Kork led the 15th Army in the Polish–Soviet War. On 17 May 1920, the army attacked Minsk. By 23 May, the army had crossed the Berezina River, advancing 70 miles. Polish resistance stiffened the next day, stopping the army's advance. After Polish counterattacks had pushed back the 15th Army and other Red Army units, Mikhail Tukhachevsky launched a second Soviet offensive in July 1920. By 22 July the army had crossed the Neman. Kork was considered of the best commanders of the Western Front and his army won a major victory at the Battle of the Bug. After the Polish counteroffensive, two of the army's divisions were interned in East Prussia. For actions in the Polish-Soviet War in July 1920 Kork was awarded a second Order of the Red Banner.

He became commander of the 6th Army on 26 October 1920, fighting against the last White Army led by Pyotr Nikolayevich Wrangel in Crimea. The 6th Army's attack began two days later. On 29 October it had captured Perekop in an attempt to encircle White forces north of the isthmus, but the Soviet cavalry units that were to complete the encirclement failed and many of Wrangel's troops escaped. On 8 November the 6th Army captured the Turkish Wall and began its advance south. Wrangel issued evacuation orders and by 16 November most of the White troops had evacuated. Kork was awarded an Honorary Revolutionary Weapon on 30 December 1920 for the capture of Perekop and Yushunskaya positions and the occupation of Crimea.

== Interwar ==
On 16 May 1921 Kork became commander of the Kharkov Military District. Between 30 June and 4 October, 1922 Kork was the assistant commander of the Armed Forces of Ukraine and the Crimea. On 4 October 1922 he took command of the Turkestan Front, fighting against the Basmachi. From July to December 1923 Kork was the First Assistant Chief of the Air Fleet of the Soviet Union. He became assistant commander and then commander of the Western Military District. Between February and November 1925, Kork led the Red Banner Caucasus Army. In November 1925, he became commander of the Western Military District again. In 1927, he joined the Communist Party of the Soviet Union. Between May 1927 and May 1928, he led the Leningrad Military District. In June 1928, Kork was sent to Berlin as the Soviet military attaché there. After his return to the Soviet Union in May 1929, Kork became head of the Red Army's supply. In November of that year, he was appointed commander of the Moscow Military District. Kork became a member of the Central Executive Committee of the Soviet Union. He commanded the Frunze Military Academy and was a Komandarm 2nd rank from November 1935. Kork lived in an apartment in the House on the Embankment.

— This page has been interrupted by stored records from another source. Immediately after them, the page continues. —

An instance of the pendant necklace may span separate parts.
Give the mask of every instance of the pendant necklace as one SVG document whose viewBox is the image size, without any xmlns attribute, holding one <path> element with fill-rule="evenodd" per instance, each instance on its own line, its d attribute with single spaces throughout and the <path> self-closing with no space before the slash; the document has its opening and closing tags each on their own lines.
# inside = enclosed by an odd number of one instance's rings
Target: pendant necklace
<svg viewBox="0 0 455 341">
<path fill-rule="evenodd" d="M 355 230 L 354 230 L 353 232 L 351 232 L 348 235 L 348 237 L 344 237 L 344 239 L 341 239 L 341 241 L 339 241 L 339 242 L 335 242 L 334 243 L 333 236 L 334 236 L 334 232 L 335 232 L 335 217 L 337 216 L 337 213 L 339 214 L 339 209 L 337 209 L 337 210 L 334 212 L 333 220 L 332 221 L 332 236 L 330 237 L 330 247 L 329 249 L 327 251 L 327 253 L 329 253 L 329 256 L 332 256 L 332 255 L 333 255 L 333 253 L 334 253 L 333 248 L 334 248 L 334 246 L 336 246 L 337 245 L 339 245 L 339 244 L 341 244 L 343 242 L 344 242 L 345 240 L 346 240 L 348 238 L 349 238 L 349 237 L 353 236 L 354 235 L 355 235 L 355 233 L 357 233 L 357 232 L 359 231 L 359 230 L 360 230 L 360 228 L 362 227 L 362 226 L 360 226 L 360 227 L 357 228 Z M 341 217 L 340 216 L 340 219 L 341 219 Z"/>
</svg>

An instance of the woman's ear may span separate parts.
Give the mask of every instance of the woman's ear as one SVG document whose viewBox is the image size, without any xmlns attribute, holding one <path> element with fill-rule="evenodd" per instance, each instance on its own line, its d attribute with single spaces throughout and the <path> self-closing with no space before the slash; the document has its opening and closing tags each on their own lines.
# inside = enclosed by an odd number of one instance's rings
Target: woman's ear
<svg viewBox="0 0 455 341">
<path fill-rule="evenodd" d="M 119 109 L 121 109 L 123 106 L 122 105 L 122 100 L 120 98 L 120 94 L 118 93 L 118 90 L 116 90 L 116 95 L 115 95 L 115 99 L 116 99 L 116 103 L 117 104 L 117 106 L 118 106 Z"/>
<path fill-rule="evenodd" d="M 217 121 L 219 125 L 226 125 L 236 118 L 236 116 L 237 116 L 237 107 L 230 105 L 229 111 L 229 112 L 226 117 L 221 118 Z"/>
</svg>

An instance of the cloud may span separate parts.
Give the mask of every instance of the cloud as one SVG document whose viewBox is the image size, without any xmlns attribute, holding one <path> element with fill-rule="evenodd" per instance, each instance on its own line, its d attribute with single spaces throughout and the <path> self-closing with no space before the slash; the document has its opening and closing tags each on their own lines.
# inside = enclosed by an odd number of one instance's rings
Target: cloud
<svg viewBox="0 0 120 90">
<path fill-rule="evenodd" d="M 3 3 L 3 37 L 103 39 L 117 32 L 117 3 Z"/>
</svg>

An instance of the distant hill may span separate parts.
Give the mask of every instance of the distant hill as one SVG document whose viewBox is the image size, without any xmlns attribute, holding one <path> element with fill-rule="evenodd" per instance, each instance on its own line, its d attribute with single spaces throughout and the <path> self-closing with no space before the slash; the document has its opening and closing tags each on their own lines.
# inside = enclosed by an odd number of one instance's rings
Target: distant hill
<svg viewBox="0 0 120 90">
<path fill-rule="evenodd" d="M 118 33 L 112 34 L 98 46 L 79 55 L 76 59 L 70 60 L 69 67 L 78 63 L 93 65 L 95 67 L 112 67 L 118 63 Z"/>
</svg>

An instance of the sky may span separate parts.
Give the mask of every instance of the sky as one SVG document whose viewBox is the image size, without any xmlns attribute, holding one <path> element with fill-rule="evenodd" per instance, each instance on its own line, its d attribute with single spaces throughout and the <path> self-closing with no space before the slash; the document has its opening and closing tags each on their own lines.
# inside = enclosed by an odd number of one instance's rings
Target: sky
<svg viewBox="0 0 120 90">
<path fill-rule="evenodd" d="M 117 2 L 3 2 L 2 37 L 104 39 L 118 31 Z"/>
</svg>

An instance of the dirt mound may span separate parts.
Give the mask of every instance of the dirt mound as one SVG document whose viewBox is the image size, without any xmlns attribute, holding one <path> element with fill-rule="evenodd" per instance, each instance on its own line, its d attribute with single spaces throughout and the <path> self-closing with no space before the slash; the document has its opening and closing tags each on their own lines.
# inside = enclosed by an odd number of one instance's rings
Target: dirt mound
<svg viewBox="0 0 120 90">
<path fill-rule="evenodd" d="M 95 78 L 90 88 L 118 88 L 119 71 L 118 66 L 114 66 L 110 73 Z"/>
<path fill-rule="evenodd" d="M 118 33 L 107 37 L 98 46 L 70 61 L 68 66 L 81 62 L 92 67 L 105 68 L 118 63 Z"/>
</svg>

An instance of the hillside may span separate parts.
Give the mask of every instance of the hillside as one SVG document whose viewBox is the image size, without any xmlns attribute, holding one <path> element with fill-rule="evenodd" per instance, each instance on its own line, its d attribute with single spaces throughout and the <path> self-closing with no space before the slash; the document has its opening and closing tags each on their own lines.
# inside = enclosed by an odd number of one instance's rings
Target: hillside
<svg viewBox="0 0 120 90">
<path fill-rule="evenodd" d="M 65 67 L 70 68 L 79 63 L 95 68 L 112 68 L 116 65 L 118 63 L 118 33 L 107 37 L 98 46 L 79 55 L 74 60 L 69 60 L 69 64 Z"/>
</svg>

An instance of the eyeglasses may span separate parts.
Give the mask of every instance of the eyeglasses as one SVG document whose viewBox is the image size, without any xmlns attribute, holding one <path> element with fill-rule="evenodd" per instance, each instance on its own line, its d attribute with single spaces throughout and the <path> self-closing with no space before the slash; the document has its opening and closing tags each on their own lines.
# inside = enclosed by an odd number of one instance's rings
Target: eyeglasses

Kork was arrested on 12 May (16 May according to Robert Conquest) 1937. Kork initially denied the charges but signed a confession on 18 May. The confession stated that Avel Enukidze had involved him in a "rightist conspiracy" connected to Vitovt Putna and Vitaly Primakov's "Trotskyite group". Four days later, Robert Eideman was arrested for signing Kork's party recommendation. After the arrest of Ieronim Uborevich on 29 May, Kork had a confrontation session with him. At the secret trial on 11 June, known as the Case of Trotskyist Anti-Soviet Military Organization, Kork did not answer when asked if he had conducted spying. He was convicted of "involvement in a military conspiracy in the Red Army and in preparing to overthrow Soviet power through an armed uprising and the defeat of the Soviet Union in a future war." He was shot in Moscow the next day and buried in the Donskoye Cemetery. The Frunze Military Academy was purged. On 31 January 1957 Kork was "rehabilitated" (acquitted) for "lack of evidence."

== Personal life ==
Kork married Yekaterina Mikhailovna (born 1894). In June 1937, after Kork's arrest, Yekaterina was exiled to Astrakhan, where she was arrested on 5 September. She and other wives of executed military leaders were moved back to Moscow and subjected to torture and interrogation. On 13 July 1941 she was sentenced to death and was shot at the Kommunarka shooting ground on 28 July.